Note that at the top of La Piedra del Peñol and at the bottom surrounding the ticket office, there are places to shop and eat. At the top it’s pretty basic with vendors selling drinks and ice cream, but at the bottom, you can find actual restaurants. And of course, there are plenty of souvenir shopping opportunities.

Note that my one hour minimum does not account for any travel time to or from La Piedra del Peñol.

When to Visit La Piedra del Peñol

The time of day, as well as the day of the week, can have a big impact on your enjoyment of La Piedra del Peñol. In general, if you want the fewest crowds, go early in the morning, right when La Piedra del Peñol opens (typically around 7:00 or 8:00 am). The crowds are lowest at this point because all of the day trippers from Medellin haven’t made it in yet.

I visited at 2:00 in the afternoon and while there were other visitors, it never felt overwhelming. Based on what other bloggers had said, I was expecting super narrow staircases filled with people. That wasn’t my experience at all, but I may have gotten lucky.

If you can, avoid the weekends as this is when Guatapé and La Piedra del Peñol get the busiest. I spent three nights in Guatapé and the Saturday of my visit, I couldn’t believe how many people were in Guatapé. Don’t get me wrong, people made the trip every day, but the weekends were so much busier.

View the water from the stairs on La Piedra del Peñol
A different of the water at La Piedra del Peñol

How to Get to Guatapé from Medellin

Many people visit Guatapé on a day trip to Medellin. If you’re looking for a guided tour, you’ll find plenty of options available, but it’s super easy to do on your own.

From Medellin’s North bus terminal, you can catch a bus to Guatapé.
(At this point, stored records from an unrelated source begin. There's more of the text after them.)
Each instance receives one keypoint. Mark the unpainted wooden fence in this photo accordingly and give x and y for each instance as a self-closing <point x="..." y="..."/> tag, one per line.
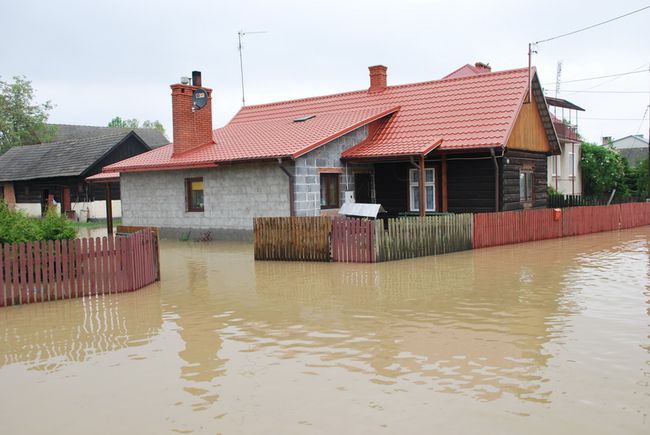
<point x="64" y="269"/>
<point x="292" y="238"/>
<point x="410" y="237"/>
<point x="353" y="240"/>
<point x="356" y="240"/>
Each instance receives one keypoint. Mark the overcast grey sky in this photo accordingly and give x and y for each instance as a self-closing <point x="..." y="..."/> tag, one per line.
<point x="96" y="60"/>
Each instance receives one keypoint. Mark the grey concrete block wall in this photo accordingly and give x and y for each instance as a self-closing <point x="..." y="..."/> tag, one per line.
<point x="307" y="176"/>
<point x="233" y="196"/>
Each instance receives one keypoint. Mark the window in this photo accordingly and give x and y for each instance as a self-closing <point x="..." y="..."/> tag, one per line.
<point x="329" y="190"/>
<point x="526" y="185"/>
<point x="429" y="186"/>
<point x="194" y="194"/>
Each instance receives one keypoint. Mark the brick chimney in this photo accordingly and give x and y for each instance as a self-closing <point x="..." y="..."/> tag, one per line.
<point x="378" y="78"/>
<point x="192" y="127"/>
<point x="483" y="67"/>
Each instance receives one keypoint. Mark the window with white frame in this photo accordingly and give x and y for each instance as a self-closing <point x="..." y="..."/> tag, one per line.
<point x="429" y="189"/>
<point x="526" y="185"/>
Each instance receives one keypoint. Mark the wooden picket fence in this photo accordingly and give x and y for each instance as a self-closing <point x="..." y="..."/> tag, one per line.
<point x="353" y="240"/>
<point x="292" y="238"/>
<point x="635" y="214"/>
<point x="577" y="221"/>
<point x="358" y="240"/>
<point x="409" y="237"/>
<point x="504" y="228"/>
<point x="64" y="269"/>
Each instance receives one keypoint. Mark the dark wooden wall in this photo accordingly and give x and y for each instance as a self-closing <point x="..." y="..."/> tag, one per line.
<point x="391" y="186"/>
<point x="31" y="191"/>
<point x="511" y="164"/>
<point x="470" y="183"/>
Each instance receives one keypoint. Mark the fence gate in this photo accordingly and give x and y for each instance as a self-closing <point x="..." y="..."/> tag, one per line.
<point x="352" y="240"/>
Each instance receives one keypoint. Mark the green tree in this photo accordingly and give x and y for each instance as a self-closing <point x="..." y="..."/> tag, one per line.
<point x="603" y="170"/>
<point x="134" y="123"/>
<point x="22" y="121"/>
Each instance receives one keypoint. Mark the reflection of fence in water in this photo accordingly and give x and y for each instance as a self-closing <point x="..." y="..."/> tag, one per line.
<point x="46" y="334"/>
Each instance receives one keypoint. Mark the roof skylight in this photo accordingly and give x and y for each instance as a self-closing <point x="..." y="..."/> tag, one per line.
<point x="304" y="118"/>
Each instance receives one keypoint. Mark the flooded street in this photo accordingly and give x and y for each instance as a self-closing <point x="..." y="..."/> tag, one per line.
<point x="544" y="337"/>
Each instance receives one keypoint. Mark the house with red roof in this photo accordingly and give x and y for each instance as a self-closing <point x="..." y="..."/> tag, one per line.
<point x="473" y="141"/>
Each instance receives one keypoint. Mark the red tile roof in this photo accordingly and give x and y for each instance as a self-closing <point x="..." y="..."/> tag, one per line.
<point x="469" y="112"/>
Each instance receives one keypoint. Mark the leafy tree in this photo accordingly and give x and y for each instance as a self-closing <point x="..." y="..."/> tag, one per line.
<point x="134" y="123"/>
<point x="603" y="170"/>
<point x="16" y="226"/>
<point x="124" y="123"/>
<point x="22" y="121"/>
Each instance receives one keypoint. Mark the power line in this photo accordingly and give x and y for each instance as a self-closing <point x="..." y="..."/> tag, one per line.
<point x="600" y="92"/>
<point x="592" y="26"/>
<point x="611" y="119"/>
<point x="600" y="77"/>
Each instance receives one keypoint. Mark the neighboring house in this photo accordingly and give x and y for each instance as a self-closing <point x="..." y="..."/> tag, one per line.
<point x="564" y="173"/>
<point x="482" y="144"/>
<point x="30" y="174"/>
<point x="634" y="148"/>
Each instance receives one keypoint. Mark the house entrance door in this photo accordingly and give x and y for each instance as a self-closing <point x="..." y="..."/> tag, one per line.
<point x="362" y="188"/>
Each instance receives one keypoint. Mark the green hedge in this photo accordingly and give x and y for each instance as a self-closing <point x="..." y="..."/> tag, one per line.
<point x="16" y="226"/>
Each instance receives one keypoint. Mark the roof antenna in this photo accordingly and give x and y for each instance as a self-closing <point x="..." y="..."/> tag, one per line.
<point x="241" y="61"/>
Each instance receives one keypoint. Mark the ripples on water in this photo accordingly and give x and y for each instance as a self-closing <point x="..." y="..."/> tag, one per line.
<point x="540" y="337"/>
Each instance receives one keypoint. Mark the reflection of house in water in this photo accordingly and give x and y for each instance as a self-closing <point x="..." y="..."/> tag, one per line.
<point x="47" y="335"/>
<point x="475" y="322"/>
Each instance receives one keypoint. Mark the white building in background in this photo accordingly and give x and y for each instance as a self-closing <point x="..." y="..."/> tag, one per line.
<point x="564" y="173"/>
<point x="633" y="147"/>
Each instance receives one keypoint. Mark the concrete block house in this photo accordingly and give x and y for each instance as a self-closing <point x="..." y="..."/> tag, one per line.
<point x="473" y="141"/>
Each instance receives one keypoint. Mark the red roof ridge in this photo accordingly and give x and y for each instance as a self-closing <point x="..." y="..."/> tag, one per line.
<point x="364" y="91"/>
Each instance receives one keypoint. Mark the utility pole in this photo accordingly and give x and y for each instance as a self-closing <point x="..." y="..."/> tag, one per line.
<point x="241" y="61"/>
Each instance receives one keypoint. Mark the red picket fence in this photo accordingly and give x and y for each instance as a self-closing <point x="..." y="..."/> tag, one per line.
<point x="586" y="220"/>
<point x="635" y="214"/>
<point x="493" y="229"/>
<point x="504" y="228"/>
<point x="63" y="269"/>
<point x="353" y="240"/>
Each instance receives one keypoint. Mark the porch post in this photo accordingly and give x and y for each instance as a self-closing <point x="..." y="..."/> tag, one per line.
<point x="10" y="195"/>
<point x="443" y="175"/>
<point x="109" y="209"/>
<point x="423" y="205"/>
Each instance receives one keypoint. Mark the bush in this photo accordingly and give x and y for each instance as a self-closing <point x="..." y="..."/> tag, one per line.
<point x="603" y="170"/>
<point x="16" y="226"/>
<point x="55" y="226"/>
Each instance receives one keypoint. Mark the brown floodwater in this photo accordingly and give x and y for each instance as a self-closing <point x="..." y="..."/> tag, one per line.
<point x="544" y="337"/>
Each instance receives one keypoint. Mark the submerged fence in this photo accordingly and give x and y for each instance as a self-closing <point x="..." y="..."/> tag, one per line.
<point x="294" y="238"/>
<point x="356" y="240"/>
<point x="64" y="269"/>
<point x="410" y="237"/>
Buses run every 30 minutes from 5:30 am to 6:30 pm. The journey takes anywhere from two to three hours (depending on how much traffic you hit). My bus to Guatapé took about two and a half hours, but my return journey was actually under two hours (though it should be noted that I caught a bus at 7:00 am on a Sunday). Buses cost 25,000 COP (as of February 2026) and can be purchased from ticket counter #14.

If you’re doing your own day trip from Medellin, I recommend taking an early bus from Medellin. When you board, ask to be dropped off at El Peñol (or just say La Piedra). From here, you can visit La Piedra del Peñol. Then catch a tuktuk from La Piedra del Peñol to Guatapé. When you’re finished in Guatapé, you can catch a bus from the station in Guatapé.

What Else to Do in Guatapé, Colombia

La Piedra del Peñol is not the only thing to do in Guatapé, but it is the most popular. Guatapé itself is colorful, fun town to explore. It is touristy, but I enjoyed it nonetheless. Stroll through it’s colorful streets, looking for the zoletas (colorful images painted on the lower levels of the buildings—they are everywhere across the city), get a good meal, and stroll along the malecon.

For those staying longer, there are plenty of hikes in the area. While you may need a guide to reach some of the more remote hikes, Mirador San Jose offers a nice view. Mirador San Luis is closer to the city center and would be a great place for sunset (too bad it was cloudy when I visited).

How Long Do You Need in Guatapé, Colombia

As I’ve mentioned throughout this article, most people visit on a day trip from Medellin and you could hit the highlights on a day trip. I spent three nights in the city and that gave me two full days to explore. On my first day, I did all of the typical tourist things and visited La Piedra del Peñol and strolled the town. On my second day, I did some hiking and relaxed.

Final Thoughts

La Piedra del Peñol is a major draw for visitors to Guatapé, and while it comes with incredible views, it shouldn’t be the only thing you see when you’re in Guatapé. That said, don’t skip it. See La Piedra del Peñol and climb to the top. You won’t regret it.